"No, thank you," said the vicar, "I am very much hurried. I am going to see that poor boy to whom Mr. Blount has been so kind, and who is, I fear, dying."

And with a few words more, and the key again in his keeping, he took his leave.

I was all this time in my favourite haunt, alone, little thinking that the hero of my dreams was near, when suddenly I saw him walking rapidly up the path. With a cry, I ran to meet him. He seemed delighted and radiant with love as he drew me to him, folded me for a moment in his arms, and kissed me passionately. He had ever so much to say; and yet, when I thought it over, there was nothing in it but one delightful promise; and that was that henceforward, he expected to see a great deal more of me than he had hitherto done.

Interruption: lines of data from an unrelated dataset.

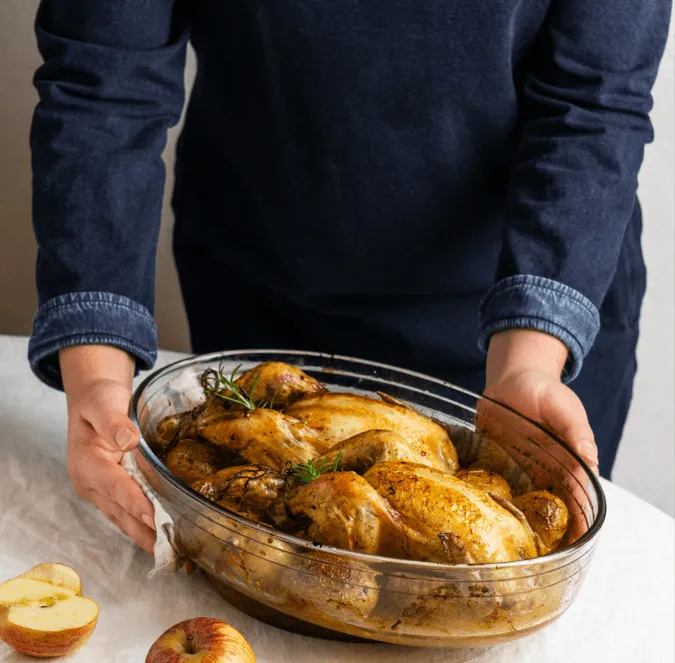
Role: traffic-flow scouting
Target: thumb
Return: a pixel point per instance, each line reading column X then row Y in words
column 106, row 412
column 562, row 411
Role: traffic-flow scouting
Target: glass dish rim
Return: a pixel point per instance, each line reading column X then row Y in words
column 366, row 558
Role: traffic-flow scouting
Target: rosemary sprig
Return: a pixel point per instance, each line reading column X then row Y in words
column 308, row 472
column 237, row 394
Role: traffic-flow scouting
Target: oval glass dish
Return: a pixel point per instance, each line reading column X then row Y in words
column 295, row 584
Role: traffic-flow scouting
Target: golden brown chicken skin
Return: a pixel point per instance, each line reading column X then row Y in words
column 248, row 490
column 278, row 384
column 340, row 416
column 265, row 437
column 346, row 512
column 488, row 482
column 190, row 460
column 469, row 526
column 359, row 453
column 548, row 516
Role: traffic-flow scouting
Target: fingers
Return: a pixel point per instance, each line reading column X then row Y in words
column 140, row 533
column 106, row 412
column 562, row 411
column 112, row 481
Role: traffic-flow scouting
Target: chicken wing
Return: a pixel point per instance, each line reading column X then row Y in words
column 265, row 437
column 468, row 525
column 548, row 516
column 359, row 453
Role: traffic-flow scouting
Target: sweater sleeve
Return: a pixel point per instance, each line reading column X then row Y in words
column 110, row 87
column 585, row 102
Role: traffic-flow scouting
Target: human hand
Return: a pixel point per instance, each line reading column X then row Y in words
column 524, row 370
column 97, row 381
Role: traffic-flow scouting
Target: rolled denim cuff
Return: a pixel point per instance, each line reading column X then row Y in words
column 90, row 318
column 534, row 302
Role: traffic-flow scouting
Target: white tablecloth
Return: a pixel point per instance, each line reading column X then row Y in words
column 625, row 611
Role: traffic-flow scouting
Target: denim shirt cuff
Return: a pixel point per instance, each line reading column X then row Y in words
column 90, row 318
column 534, row 302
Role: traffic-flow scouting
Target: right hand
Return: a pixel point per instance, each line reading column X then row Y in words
column 97, row 382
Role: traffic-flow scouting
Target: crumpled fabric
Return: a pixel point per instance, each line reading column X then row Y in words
column 168, row 558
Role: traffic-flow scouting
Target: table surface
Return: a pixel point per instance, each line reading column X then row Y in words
column 624, row 612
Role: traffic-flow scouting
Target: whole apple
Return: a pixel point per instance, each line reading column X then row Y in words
column 201, row 640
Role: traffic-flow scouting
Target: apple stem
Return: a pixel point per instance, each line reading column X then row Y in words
column 190, row 645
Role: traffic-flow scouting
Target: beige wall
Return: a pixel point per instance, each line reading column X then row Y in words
column 645, row 463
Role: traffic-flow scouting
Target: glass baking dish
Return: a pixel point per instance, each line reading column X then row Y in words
column 317, row 590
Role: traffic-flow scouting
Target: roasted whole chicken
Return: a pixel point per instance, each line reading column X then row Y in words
column 360, row 473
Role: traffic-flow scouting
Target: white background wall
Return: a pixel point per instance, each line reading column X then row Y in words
column 646, row 462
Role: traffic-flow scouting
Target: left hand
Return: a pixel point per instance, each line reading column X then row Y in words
column 524, row 371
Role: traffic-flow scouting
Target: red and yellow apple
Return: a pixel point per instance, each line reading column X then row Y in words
column 201, row 640
column 43, row 612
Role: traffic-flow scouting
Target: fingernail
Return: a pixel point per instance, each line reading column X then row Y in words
column 148, row 520
column 124, row 438
column 589, row 450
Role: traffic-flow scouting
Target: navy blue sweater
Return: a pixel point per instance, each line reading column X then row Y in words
column 354, row 176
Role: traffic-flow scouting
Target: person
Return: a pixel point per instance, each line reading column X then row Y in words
column 445, row 186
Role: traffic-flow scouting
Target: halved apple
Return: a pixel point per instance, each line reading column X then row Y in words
column 58, row 575
column 42, row 613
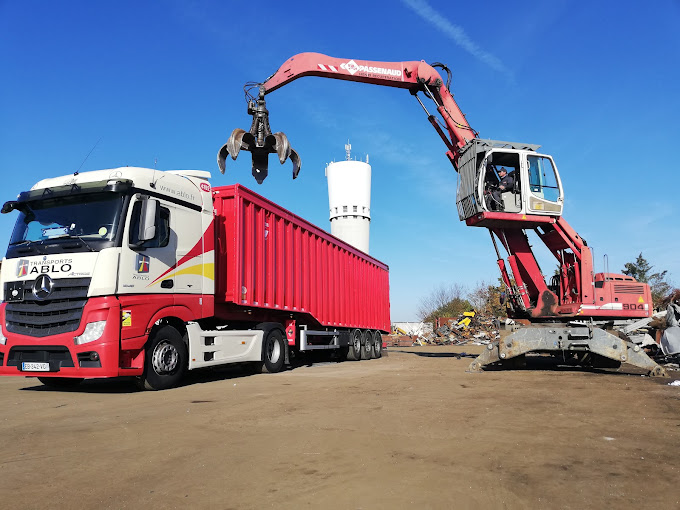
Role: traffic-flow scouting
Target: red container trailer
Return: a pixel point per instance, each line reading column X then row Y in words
column 149, row 274
column 272, row 263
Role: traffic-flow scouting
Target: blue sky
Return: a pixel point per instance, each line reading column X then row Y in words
column 595, row 84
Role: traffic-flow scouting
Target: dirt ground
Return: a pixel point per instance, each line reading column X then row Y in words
column 410, row 430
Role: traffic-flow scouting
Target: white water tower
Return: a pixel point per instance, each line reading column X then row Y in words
column 349, row 198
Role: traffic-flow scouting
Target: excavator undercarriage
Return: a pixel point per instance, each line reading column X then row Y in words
column 573, row 344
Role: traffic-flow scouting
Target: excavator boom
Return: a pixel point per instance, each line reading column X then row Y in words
column 535, row 203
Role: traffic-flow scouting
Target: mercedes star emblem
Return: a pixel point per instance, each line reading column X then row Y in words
column 42, row 287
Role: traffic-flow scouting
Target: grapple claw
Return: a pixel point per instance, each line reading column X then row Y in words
column 259, row 141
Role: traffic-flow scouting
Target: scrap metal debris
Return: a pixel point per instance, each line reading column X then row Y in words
column 468, row 328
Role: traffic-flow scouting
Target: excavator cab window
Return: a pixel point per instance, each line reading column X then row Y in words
column 542, row 179
column 503, row 192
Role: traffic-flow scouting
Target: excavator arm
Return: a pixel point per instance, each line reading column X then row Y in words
column 576, row 293
column 414, row 76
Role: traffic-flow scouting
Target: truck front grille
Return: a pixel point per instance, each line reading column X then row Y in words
column 59, row 313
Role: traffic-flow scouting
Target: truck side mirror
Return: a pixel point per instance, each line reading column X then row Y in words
column 149, row 219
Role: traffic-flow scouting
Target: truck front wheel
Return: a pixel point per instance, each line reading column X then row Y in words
column 166, row 360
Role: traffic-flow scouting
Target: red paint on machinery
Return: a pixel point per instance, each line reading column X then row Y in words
column 271, row 264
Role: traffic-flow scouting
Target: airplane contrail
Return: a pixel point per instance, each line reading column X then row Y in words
column 455, row 32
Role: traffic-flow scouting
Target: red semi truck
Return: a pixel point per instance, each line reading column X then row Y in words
column 137, row 272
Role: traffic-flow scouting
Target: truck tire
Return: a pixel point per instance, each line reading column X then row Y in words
column 354, row 352
column 60, row 383
column 273, row 351
column 367, row 345
column 166, row 360
column 377, row 344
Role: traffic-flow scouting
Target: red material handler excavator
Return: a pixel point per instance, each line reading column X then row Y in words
column 566, row 308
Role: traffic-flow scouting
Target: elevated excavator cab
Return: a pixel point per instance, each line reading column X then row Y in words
column 535, row 189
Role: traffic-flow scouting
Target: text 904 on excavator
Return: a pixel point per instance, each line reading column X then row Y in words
column 508, row 188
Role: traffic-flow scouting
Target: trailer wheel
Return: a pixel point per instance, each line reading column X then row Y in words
column 367, row 345
column 377, row 344
column 354, row 352
column 166, row 360
column 273, row 351
column 60, row 383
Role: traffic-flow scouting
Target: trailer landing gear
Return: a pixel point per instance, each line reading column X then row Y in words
column 582, row 345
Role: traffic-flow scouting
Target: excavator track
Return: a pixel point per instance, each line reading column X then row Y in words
column 583, row 344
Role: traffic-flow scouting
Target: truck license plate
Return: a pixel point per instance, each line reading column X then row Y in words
column 35, row 367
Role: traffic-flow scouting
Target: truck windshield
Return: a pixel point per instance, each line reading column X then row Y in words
column 90, row 217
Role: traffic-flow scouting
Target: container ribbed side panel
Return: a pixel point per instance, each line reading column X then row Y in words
column 270, row 258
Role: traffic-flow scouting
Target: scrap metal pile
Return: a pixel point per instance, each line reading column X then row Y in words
column 468, row 328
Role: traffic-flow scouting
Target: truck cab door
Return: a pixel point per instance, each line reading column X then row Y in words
column 145, row 263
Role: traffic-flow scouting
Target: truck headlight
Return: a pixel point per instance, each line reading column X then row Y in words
column 93, row 331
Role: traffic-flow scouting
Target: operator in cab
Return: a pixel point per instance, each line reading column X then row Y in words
column 505, row 183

There was a change in his manner, I thought—he spoke with something of the confidence and decision of a lover who had a right to command. He was not more earnest, but more demonstrative. I might have resented his passionate greeting, if I had been myself less surprised and happy at his sudden appearance. He was obliged to go down to the village, but would be back again, he said, very soon. It would not do to make people talk, which they would be sure to do, if he and I were not very cautious.

Therefore I let him go, without entreaty or remonstrance, although it cost me an indescribable pang to lose him, even for an hour, so soon after our long separation. He promised to be back in an hour, and although that was nearly impracticable, I believed him. "Lovers trample upon impossibilities."

By a different route I came home. He had said:

"When I return, I shall come straight to the drawing-room—will you be there?"

So to the drawing-room I went. I was afraid to leave it even for a moment, lest some accident should make him turn back, and he should find the room empty. There was to me a pleasure in obeying him, and I liked him to see it. How I longed for his return! How restless I was! How often I played his favourite airs on the piano; how often I sat at the window, looking down at the trees and the mere, in the direction from which I had so often seen his boat coming, you will easily guess.

All this time I had a secret misgiving. There was a change in Richard's manner, as I have said; there was confidence, security, carelessness—a kind of carelessness—not that he seemed to admire me less—but it was a change. There seemed something ominous about it.

As time wore on I became so restless that I could hardly remain quiet for a minute in any one place. I was perpetually holding the door open, and listening for the sound of horses' hoofs, or wheels, or footsteps. In vain.